The popular 50/30/20 budgeting rule, validated by Senator Elizabeth Warren, faces challenges due to increased inflation, living expenses, and housing costs. Families are struggling to save 20% of their income, leading to the proposal of the 60/30/10 budget strategy.
This new strategy advises consumers to allocate 60% of their income to essentials, 30% to discretionary items, and 10% to savings. Financial planning expert, Brian Walsh, supports this approach, emphasizing the need for flexible budgeting in current economic conditions.
Walsh recommends focusing on daily living costs and creating a monetary buffer for emergencies. He suggests individuals scrutinize their spending, reduce unnecessary costs and save regularly to achieve financial security. For those able, investing is advised as a method to generate additional income.

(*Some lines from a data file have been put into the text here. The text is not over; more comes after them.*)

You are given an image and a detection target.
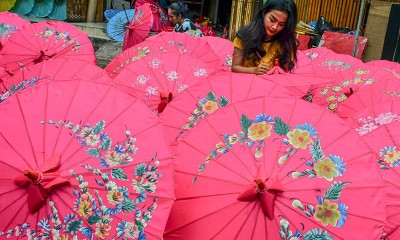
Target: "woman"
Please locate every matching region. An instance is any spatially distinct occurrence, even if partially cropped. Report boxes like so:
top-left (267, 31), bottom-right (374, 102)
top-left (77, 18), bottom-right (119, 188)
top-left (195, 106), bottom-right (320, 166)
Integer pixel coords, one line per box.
top-left (168, 2), bottom-right (203, 37)
top-left (232, 0), bottom-right (297, 74)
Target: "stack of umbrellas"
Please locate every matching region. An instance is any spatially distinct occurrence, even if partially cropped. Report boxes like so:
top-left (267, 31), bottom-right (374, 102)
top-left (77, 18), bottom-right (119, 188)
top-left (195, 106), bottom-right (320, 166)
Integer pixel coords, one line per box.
top-left (0, 10), bottom-right (400, 240)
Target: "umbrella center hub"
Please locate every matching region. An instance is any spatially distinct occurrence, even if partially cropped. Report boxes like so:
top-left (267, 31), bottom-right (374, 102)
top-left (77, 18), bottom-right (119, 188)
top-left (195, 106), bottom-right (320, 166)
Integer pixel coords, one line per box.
top-left (24, 170), bottom-right (43, 184)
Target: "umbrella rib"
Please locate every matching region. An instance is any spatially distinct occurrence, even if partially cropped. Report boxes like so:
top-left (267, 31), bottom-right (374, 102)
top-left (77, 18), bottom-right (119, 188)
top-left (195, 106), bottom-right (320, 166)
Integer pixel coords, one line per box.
top-left (164, 201), bottom-right (244, 235)
top-left (175, 170), bottom-right (243, 187)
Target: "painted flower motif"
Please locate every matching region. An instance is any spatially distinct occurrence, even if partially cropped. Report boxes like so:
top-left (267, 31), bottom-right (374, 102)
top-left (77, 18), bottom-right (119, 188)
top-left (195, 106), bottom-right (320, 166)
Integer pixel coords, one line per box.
top-left (332, 86), bottom-right (342, 92)
top-left (248, 122), bottom-right (272, 141)
top-left (165, 71), bottom-right (179, 81)
top-left (94, 221), bottom-right (111, 239)
top-left (314, 199), bottom-right (340, 227)
top-left (136, 75), bottom-right (150, 86)
top-left (287, 128), bottom-right (312, 149)
top-left (193, 68), bottom-right (207, 77)
top-left (149, 58), bottom-right (162, 68)
top-left (201, 100), bottom-right (218, 114)
top-left (86, 134), bottom-right (100, 147)
top-left (106, 151), bottom-right (121, 167)
top-left (107, 190), bottom-right (124, 205)
top-left (314, 157), bottom-right (339, 181)
top-left (383, 148), bottom-right (400, 164)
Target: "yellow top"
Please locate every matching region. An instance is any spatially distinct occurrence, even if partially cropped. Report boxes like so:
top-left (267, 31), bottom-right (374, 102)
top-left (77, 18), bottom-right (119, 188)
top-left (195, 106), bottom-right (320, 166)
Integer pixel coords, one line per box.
top-left (233, 37), bottom-right (281, 67)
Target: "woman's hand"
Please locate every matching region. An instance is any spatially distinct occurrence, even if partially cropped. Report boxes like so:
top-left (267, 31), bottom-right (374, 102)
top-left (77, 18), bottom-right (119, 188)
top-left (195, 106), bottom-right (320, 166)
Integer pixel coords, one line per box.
top-left (254, 63), bottom-right (271, 75)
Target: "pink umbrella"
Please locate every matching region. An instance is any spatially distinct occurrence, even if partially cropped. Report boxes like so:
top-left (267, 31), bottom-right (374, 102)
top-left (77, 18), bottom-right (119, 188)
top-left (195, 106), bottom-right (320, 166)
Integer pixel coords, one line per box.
top-left (0, 59), bottom-right (106, 102)
top-left (201, 36), bottom-right (233, 71)
top-left (0, 76), bottom-right (174, 239)
top-left (0, 21), bottom-right (96, 77)
top-left (114, 53), bottom-right (215, 113)
top-left (311, 66), bottom-right (393, 112)
top-left (122, 3), bottom-right (153, 51)
top-left (0, 12), bottom-right (30, 50)
top-left (349, 100), bottom-right (400, 239)
top-left (335, 78), bottom-right (400, 118)
top-left (160, 72), bottom-right (292, 145)
top-left (105, 32), bottom-right (221, 78)
top-left (365, 60), bottom-right (400, 78)
top-left (297, 48), bottom-right (364, 77)
top-left (164, 94), bottom-right (385, 240)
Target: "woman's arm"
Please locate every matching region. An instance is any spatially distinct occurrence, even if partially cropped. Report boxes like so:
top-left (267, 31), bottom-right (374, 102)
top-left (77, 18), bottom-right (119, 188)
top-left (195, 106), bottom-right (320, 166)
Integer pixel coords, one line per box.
top-left (232, 47), bottom-right (269, 75)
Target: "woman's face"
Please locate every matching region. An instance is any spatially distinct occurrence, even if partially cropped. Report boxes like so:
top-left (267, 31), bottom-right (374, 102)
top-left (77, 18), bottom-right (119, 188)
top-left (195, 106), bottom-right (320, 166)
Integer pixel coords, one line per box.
top-left (168, 8), bottom-right (181, 27)
top-left (264, 10), bottom-right (288, 38)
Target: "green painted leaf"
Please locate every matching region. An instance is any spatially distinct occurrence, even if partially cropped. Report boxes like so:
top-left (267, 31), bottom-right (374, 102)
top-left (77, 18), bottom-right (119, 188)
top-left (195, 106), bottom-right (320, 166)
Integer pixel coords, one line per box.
top-left (99, 138), bottom-right (111, 150)
top-left (86, 148), bottom-right (101, 158)
top-left (324, 182), bottom-right (348, 200)
top-left (206, 92), bottom-right (217, 102)
top-left (274, 117), bottom-right (290, 136)
top-left (218, 96), bottom-right (229, 107)
top-left (135, 163), bottom-right (146, 176)
top-left (310, 138), bottom-right (325, 161)
top-left (303, 228), bottom-right (333, 240)
top-left (93, 120), bottom-right (105, 134)
top-left (88, 215), bottom-right (101, 225)
top-left (122, 200), bottom-right (136, 212)
top-left (240, 114), bottom-right (251, 134)
top-left (111, 168), bottom-right (128, 181)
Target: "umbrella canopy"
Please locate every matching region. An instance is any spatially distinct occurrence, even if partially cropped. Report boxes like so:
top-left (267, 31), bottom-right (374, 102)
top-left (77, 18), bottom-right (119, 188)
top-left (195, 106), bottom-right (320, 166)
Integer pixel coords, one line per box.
top-left (200, 36), bottom-right (233, 71)
top-left (160, 72), bottom-right (292, 145)
top-left (0, 59), bottom-right (106, 102)
top-left (113, 50), bottom-right (215, 113)
top-left (311, 66), bottom-right (393, 112)
top-left (107, 9), bottom-right (135, 42)
top-left (49, 0), bottom-right (67, 20)
top-left (0, 12), bottom-right (30, 50)
top-left (335, 79), bottom-right (400, 118)
top-left (297, 48), bottom-right (364, 78)
top-left (29, 0), bottom-right (54, 17)
top-left (349, 100), bottom-right (400, 239)
top-left (0, 74), bottom-right (174, 239)
top-left (0, 21), bottom-right (96, 77)
top-left (122, 3), bottom-right (153, 50)
top-left (104, 32), bottom-right (221, 78)
top-left (365, 60), bottom-right (400, 78)
top-left (10, 0), bottom-right (35, 15)
top-left (0, 0), bottom-right (16, 12)
top-left (164, 94), bottom-right (385, 240)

Wealth management professor, Michael Finke, supports this strategic shift, especially for young adults starting their financial journeys. He affirms that reducing savings in the initial phases, then gradually increasing them as career progression occurs, results in less financial strain and smoother economic adaptation.
Despite savings reduction, Finke stresses the significance of contributing to retirement funds, especially with employer-matched 401(k) contributions. By strategically using these contributions and establishing an emergency fund, individuals can handle unexpected financial difficulties and safeguard future stability.
The budgeting strategy shift has prompted individuals like Chrissie Milan, a professional, to reassess her discretionary spending. By limiting dining out and cancelling unused subscriptions, she increased her savings and made a significant leap towards financial stability.
Kevin L. Matthews II, the creator of BuildingBread, also emphasizes the need for flexible budgeting rules to adapt to changing economic conditions. He advocates for ‘paying oneself first’ through regular savings contributions and the use of modern technology such as budgeting apps for easier financial management. He further stresses the importance of setting realistic financial goals and adjusting them relative to personal circumstances and broader economic changes.